Par ailleurs, bien que les CPE ont permis l’accélération de cette prise en compte de la valorisation de l’éducatif aux côtés de l’acte pédagogique, l’école a longtemps de préférnece, par convenance ou par commodité valorisé un discours volontariste en matière d’éducation que développer une communauté de vues et d’actions. Les CPE eux-mêmes ont pris acte de cet écehc et de cette soi-disant impossibilité de promouvoir l’éducatif comme vecteur de fonctionnement de l’école, comme support des apprentissages, comme acte fondateur. En fait, les notions de citoyenneté scolaire, d’intervention éducative globalisée et globalisante, de développement personnel et harmonieux de l’élève sont relativement récentes. Pendant trop longtemps, l’école a navigué entre deux idéologies apparemment opposables : l’autorité et la prétendue égalité maitre-élève. La diallectique hégélienne fonctionnait donc à sens unique. A partir du moment où l’école ne suffit plus à s’auto-réguler, à réguler les relations sociales qui se tissent en son sein, il était indispensable que l’école sorte de la quadrature du cercle en trouvant d’autres types de réponses plus adéquates, plus adaptées aux nouvelles contraintes. Et la prégnance de l’éducation constitue une des réponses. Ce n’est pas la seule.


L’école a donc procédé à sa propre révolution en intégrant ou en s’adaptant aux évolutions. Elle a fini par comprendre que l’autorité et le discours incantatoire sur l’éducati ne suffisent plus.
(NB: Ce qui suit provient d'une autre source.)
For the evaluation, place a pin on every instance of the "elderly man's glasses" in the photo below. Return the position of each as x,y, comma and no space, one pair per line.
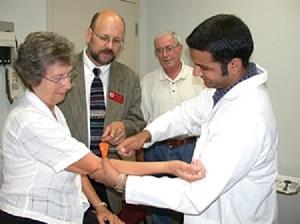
59,79
118,42
167,49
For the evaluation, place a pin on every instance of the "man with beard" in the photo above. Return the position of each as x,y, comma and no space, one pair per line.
121,114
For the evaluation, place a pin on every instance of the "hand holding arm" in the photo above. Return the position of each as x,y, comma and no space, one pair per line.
102,213
111,175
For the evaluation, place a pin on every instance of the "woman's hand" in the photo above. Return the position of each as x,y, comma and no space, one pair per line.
188,172
103,214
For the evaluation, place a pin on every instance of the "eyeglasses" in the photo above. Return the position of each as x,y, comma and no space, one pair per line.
118,42
60,79
167,49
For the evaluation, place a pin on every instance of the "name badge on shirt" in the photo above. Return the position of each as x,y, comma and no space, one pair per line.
116,97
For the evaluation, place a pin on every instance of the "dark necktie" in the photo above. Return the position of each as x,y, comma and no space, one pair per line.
97,111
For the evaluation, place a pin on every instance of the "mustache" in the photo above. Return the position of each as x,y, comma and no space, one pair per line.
106,51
Elle admet désormais que l’élève se construise au travers des univers sociaux. Ces univers sociaux se confrontent au sein de l’établissement et dépasent la simple unité de lieu qu’est la classe. Elle comprend enfin que la motivation n’est pas qu’affaire d’apprentissages, de mémorisation, de capacités intellectuelles mais aussi del’intelligence sociale, de la confrontation, de l’opposition à l’autre comme le mimétisme modélisent du rapport que l’élève développe avec les autres et avec lui-même pour le faire grandir, espérer, pour le rendre citoyen, pour le faire devenir adulte.
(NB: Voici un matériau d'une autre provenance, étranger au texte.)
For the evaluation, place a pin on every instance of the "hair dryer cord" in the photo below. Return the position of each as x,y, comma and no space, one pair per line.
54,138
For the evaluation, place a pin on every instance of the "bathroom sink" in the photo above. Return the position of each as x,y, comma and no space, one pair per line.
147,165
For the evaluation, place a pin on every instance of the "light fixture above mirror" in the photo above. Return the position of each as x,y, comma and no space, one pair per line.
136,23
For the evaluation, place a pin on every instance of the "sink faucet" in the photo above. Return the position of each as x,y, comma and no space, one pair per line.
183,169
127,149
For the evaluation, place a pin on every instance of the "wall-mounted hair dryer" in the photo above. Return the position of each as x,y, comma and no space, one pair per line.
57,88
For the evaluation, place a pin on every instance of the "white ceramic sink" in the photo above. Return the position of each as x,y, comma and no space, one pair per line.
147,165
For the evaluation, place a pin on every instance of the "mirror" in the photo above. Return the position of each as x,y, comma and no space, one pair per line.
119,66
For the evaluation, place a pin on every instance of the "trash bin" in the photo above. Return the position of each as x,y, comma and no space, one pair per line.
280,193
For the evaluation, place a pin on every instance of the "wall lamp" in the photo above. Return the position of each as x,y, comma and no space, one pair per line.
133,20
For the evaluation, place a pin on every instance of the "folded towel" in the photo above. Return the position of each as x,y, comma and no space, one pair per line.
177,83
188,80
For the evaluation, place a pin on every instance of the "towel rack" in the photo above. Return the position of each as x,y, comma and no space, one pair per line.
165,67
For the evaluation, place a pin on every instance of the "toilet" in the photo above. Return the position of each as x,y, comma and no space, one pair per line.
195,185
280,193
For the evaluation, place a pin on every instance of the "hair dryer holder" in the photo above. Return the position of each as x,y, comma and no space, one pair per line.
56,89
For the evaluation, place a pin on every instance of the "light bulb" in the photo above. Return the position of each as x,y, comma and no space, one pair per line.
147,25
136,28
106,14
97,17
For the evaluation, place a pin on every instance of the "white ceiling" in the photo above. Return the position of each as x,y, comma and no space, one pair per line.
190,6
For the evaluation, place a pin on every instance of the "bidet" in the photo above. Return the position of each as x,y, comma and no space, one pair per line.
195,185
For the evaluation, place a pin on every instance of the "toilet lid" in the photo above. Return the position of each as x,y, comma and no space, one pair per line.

Le combat CPE gardien du temple « éducation » et les autres est donc dépassé. Chacun contribue, au sein de l’école, à la promotion de l’éducation. Cette prise de conscience et cette cohérence sont indispensables pour créer l’unité éducative, ou plus prosaïquement la communauté éducative au sein de l’école. Et d’ailleurs, cette communauté éducative, qui la forme, qui décide d’en faire parrtie, quels pouvoirs joui-elle, quelles prérogatives ?
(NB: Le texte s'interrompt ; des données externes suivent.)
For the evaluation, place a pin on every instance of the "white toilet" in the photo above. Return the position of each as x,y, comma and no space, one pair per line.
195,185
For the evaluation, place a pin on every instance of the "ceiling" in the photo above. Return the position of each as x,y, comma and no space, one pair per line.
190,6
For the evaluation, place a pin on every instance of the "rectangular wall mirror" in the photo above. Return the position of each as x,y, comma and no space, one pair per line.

L’éducatif tend à s’imposer au sein de nos établissements, il constitue désormais un des axes fondamentaux du pilotage et de la politique d’animation. Nous devons tous nous réjouir que ce combat dépasse enfin les clivages. Pour qu’il s’impose encore davantage, il faut dépasser les nostalgies, le clanisme, décompartimenter ou décloisonner les responsabilités. Il n’y a pas d’un côté ceux qui ont des responsabilités pédaogiques, d’autres institutionnelles, ou encore d’autres qui assument l’éducation, et qui auraient la faveur des élèves. Toutes les responsabilités sont liées, et c’est le travail d’équipe, transversal, notre inversion de regard, de représentations qui nous aideront à fédérer au profit de l’élève non seulement l’organisation éducative mais l’acte éducatif. Et celui-ci dépasse la simple socialisation de l’individu mais élabore au quotidien avec l’élève sa propre liberté d’homme, capable de penser par lui-même, d’agir en tenant compte des autres, du monde, des contraintes, de choisir, de décider pour lui-lmême et par lui-même.


Que l’on soit CPE, enseignants, chefs d’établissement, agents de service, intendants, ATOS, nous avons intérêt à investir et à réussir cette œuvre d’éducation car la société de demain en dépend. Nous devons promouvoir l’éducation (qui englobe aussi l’instruction mais qui la dépasse) si nous voulons que les élèves développent confiance en soi, respect etestime de soi, sens de la responsabilité, affirmation de soi, esprit critique, sens de l’initiative, motivation, créativité, libre arbitre, l’altérité. Ce n’est pas uniquement en terme d’intérêts mais en terme de réalisation personnelle, professionnelle, sociale de chacun des élèves dont nous avons la lourde charge de faire réussir à tous points de vue.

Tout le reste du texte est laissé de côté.